Zwar gebe es "Meinungsverschiedenheiten" zwischen den kurdischen Parteien, sagte Sido. Einigkeit herrsche jedoch darüber, dass das Regime Assads der Vergangenheit angehöre. Die Kurden strebten bei der Neugestaltung Syriens einen friedlichen dritten Weg an. Sie wollten "keinen Islamismus und keinen Erdoganismus", betonte Sido. Kurden, Sunniten Schiiten und andere sollten in Syrien gleichberechtigt sein.

Vertreter der syrisch-kurdischen Opposition, die sich im September auf Anregung der GfbV in Göttingen trafen, versicherten in einer Resolution ihre "volle Unterstützung für die Demokratiebewegung" in Syrien und verlangten ein sofortiges Ende der Gewalt gegen Demonstranten durch das Assad-Regime. Sie sprachen sich für einen "friedlichen und demokratischen Wandel" aus.
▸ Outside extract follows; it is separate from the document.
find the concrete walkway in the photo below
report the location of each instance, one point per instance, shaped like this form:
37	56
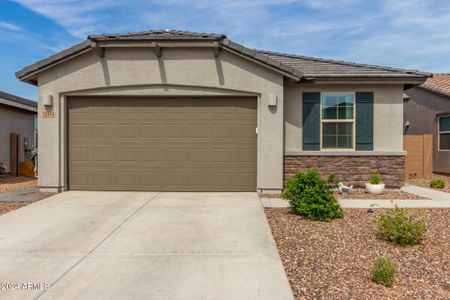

Ferner regten die Teilnehmer des Göttinger Treffens "die Ausrichtung einer nationalen Konferenz zur Erarbeitung einer neuen Verfassung" an, die den Syrern zur Abstimmung vorgelegt werden solle. Diese Verfassung müsse "die nationalen Rechte des kurdischen Volkes sowie kulturelle Rechte ethnischer und religiöser Minderheiten (...) garantieren". Dazu werden Assyrer-Aramäer, Armenier, Drusen, Ismaeliten, Bahai und Yeziden gezählt. Wichtig sei auch die Gleichberechtigung der Frauen, hieß es.